Perhaps that should remind us to not to equate whole communities with the random, senseless, violent act of individuals.
 
And there’s something else that I think we must reflect on.
 
The Christchurch gunman wasn’t born wanting to kill, he wasn’t born hating people because of what god they prayed to.
 
Somewhere he grew to learn that hatred, that violence, that evil. And he was able to find allies in that extremism, he was able to have it reinforced and normalised and focused.
 
This is another confronting truth for Australia.
 
We have understood, for a long time, that we are not immune from the consequences of terrorism.
 
Far too many Australians have died, here and around the world, for us to imagine that we enjoy some form of special protection or immunity.
 
But we have, perhaps, indulged in the belief that terrorism is always caused and created elsewhere.
 
That somehow extremism and hatred - and the violence they incite - can only ever be brought in from overseas.
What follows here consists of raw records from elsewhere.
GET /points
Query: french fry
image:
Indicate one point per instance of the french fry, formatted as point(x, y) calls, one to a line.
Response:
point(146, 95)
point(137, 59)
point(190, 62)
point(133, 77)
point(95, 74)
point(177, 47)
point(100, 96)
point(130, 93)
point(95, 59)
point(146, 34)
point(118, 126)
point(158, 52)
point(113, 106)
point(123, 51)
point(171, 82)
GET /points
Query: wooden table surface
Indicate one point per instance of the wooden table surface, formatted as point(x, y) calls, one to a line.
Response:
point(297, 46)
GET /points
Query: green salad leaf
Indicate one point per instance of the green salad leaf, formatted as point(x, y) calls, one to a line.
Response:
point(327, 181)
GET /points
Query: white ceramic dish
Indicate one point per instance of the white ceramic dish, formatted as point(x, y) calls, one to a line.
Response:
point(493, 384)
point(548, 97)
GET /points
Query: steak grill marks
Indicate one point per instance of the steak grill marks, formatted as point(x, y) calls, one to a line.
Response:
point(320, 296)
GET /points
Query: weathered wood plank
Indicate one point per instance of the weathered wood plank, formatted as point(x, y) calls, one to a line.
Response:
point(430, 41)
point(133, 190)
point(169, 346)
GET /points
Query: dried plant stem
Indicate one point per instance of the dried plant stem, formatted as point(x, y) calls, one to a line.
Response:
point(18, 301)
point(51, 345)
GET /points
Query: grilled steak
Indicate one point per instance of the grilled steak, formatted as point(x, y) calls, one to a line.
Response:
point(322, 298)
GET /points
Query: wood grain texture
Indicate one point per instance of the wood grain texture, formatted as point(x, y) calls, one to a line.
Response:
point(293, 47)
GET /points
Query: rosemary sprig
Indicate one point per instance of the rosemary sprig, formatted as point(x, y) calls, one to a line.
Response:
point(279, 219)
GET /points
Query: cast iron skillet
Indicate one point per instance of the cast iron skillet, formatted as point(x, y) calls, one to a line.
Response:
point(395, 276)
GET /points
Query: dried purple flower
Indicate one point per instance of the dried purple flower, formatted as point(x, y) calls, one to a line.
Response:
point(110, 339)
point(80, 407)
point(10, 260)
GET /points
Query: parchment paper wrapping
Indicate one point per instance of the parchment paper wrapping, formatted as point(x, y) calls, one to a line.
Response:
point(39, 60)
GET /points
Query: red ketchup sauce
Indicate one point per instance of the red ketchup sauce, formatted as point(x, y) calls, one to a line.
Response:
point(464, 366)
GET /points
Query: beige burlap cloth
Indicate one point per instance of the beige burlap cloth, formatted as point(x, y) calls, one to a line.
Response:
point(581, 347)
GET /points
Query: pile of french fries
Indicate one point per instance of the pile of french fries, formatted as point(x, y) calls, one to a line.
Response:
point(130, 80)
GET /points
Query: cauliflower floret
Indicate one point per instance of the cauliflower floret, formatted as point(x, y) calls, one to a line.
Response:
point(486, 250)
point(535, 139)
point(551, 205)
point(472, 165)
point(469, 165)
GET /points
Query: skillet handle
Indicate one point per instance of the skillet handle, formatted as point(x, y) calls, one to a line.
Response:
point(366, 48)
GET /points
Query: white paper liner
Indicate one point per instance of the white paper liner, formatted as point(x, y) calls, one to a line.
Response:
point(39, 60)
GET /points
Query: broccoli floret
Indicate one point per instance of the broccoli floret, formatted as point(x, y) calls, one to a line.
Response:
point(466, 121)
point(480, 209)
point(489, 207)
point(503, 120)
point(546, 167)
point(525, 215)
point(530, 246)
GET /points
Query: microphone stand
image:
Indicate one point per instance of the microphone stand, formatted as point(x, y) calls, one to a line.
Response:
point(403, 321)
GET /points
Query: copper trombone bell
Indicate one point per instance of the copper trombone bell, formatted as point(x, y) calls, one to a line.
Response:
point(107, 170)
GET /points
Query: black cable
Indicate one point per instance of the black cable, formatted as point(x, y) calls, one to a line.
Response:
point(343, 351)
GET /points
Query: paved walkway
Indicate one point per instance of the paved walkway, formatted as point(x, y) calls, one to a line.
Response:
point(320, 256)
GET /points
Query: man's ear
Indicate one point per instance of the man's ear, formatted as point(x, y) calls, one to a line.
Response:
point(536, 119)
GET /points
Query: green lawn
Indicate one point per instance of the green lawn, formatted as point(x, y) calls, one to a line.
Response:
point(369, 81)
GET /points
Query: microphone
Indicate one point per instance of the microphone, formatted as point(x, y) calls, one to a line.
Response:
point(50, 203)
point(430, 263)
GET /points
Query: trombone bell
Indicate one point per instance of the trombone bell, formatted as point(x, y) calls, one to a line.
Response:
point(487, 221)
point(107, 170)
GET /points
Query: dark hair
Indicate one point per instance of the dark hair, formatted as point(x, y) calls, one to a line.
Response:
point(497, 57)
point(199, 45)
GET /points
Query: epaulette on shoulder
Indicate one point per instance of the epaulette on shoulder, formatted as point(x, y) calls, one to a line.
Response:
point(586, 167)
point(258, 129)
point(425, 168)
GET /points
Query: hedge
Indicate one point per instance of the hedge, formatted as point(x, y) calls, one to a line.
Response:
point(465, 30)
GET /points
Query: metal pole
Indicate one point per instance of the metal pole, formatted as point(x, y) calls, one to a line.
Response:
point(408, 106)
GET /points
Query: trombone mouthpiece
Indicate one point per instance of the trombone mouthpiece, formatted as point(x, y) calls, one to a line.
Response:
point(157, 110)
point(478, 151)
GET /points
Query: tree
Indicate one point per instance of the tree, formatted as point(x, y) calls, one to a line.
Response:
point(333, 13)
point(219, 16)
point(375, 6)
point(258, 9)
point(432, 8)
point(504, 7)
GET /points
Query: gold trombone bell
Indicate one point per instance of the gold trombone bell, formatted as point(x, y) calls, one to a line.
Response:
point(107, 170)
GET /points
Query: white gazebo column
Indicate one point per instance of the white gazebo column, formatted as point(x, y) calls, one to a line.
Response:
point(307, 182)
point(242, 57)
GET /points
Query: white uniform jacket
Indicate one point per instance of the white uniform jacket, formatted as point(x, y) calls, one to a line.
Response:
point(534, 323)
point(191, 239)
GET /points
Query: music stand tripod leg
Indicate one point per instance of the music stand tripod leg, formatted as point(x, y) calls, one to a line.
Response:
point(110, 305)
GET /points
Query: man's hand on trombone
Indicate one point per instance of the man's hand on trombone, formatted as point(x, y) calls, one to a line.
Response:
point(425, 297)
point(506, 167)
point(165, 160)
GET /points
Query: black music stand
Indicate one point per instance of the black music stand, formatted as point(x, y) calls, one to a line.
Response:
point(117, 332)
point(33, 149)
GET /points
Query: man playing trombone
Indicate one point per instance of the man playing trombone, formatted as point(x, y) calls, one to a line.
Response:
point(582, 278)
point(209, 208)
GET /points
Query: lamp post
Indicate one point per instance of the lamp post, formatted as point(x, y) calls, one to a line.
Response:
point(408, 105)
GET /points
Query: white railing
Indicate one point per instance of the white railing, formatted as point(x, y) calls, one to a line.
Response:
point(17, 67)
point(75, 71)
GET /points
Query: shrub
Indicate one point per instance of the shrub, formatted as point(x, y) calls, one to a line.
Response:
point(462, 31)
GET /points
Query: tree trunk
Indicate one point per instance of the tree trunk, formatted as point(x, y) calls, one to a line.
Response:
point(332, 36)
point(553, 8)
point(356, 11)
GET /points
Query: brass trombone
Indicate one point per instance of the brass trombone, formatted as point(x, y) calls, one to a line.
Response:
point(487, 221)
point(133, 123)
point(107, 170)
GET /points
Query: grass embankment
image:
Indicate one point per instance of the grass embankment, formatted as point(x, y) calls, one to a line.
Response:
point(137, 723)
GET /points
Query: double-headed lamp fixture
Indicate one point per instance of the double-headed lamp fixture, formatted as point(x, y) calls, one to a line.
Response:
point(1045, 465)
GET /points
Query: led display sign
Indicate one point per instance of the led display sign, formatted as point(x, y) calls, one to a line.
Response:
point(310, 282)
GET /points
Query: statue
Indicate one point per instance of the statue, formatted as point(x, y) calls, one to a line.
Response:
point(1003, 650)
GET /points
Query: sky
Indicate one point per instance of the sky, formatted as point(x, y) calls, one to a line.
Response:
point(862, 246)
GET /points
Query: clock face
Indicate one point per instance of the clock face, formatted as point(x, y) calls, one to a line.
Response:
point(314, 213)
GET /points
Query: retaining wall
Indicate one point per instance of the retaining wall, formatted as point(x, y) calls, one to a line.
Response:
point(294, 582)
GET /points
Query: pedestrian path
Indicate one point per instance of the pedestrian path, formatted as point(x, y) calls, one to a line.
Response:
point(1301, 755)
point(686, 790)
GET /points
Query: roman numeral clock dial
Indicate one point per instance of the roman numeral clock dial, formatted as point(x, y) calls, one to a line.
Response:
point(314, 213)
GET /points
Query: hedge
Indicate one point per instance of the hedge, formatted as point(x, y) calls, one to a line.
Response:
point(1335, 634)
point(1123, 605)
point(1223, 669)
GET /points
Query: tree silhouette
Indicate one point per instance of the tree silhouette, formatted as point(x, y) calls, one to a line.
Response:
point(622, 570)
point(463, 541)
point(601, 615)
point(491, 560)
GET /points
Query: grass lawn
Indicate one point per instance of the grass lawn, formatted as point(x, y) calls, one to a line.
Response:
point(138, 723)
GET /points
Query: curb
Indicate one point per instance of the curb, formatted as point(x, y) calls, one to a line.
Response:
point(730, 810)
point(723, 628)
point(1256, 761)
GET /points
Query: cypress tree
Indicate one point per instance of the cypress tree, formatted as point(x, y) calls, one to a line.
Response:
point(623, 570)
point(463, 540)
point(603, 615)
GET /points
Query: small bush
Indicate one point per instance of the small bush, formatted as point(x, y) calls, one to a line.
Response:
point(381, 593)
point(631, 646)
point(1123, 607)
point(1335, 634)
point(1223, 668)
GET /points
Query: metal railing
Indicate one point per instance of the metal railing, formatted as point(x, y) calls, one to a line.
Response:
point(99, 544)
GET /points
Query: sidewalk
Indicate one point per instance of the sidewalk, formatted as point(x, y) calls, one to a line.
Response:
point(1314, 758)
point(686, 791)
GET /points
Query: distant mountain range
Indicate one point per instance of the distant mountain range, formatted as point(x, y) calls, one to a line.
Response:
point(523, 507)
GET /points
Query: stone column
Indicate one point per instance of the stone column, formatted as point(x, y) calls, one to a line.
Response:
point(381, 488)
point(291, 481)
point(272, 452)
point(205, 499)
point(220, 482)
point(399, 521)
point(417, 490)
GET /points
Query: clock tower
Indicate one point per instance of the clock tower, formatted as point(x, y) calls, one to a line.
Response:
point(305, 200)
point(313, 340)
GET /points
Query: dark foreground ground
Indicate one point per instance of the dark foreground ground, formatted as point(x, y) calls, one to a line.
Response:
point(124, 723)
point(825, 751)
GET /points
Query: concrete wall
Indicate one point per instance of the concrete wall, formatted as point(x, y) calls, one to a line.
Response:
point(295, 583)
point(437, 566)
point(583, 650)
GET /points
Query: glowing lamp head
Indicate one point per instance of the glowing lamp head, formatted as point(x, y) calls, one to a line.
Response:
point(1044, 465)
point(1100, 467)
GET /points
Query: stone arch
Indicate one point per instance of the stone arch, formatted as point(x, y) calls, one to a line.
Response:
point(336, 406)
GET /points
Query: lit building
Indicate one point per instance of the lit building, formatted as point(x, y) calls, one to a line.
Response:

But that’s not true.
 
Racism and prejudice and discrimination still live among us.
 
And yes, social media is a new part of this problem. The cowardly, anonymous bile of trolls, the conspiracy theorists feeding each other’s paranoia.
 
And – I agree with the Government - that social media operators absolutely have a responsibility to be more diligent, more accountable and more vigilant in policing the dark corners of their platforms. 
 
But it is not just new media, social media platforms. Sometimes it can be in traditional media too, the uncritical exposure and massive platform given to people on the fringe.
 
But beyond new media and old media, it is the national conversation, the public square.
 
Simply put: there are no bystanders when it comes to calling-out racism.
 
No disinterested observers on the question of prejudice and hatred, we all carry a responsibility.
 
And as we gather in the eve of an election, perhaps it brings a special responsibility to all of us. 
 
In the light and heat of a campaign, people under pressure can reach for convenient scapegoats, durable stereotypes.
 
To use “the other” as the easy answer to a hard question, to be tempted by the motivating power of fear. 
 
Christchurch stands as a warning, as a lesson, a reminder that if one plays with the poison politics of racism.
 
If we encourage majorities to pick-on minorities, if we try and whip up fear of people who worship different gods. If we try and pretend that all of the problems in this country can be blamed on the people who happened to arrive last.
 
Then we forfeit the right to be shocked when the worst of consequences occurs.
 
Not all extreme right-wing hate speech ends in terror and racial violence. But all racial violence begins in extreme hate speech.
 
If we create the swamp of extremism and prejudice and legitimatise it - you cannot disown what crawls out of it.
 
Mr Speaker
 
Christchurch was an unspeakable tragedy.
 
But out of that darkness comes inspiration: stories of courage, lessons about humanity, an insight into the hearts of the people of New Zealand.
 
The fact is, these moments present choices for peoples and nations.
 
We can retreat into division, we can fall back on hatred and suspicion.
 
We can diminish ourselves with arguments about blame and false equivalence.
 
Or we can use this as a moment to reflect, to examine ourselves, to ask are we doing all that we can do to call out the hate and the racism.
 
To remind ourselves that words do matter, words can be weapons and – worse – words can incite people to pick up a weapon.
 
I think we can afford to ask ourselves as we support the comments of the Prime Minister. 

What can we do better than we have been doing, what can we do better than we have been doing up until this point.

It is a task worthy of the parliament, it is a task worthy of our great nation and the Australian people, to remember the lessons of today and mourn with those who have lost so much.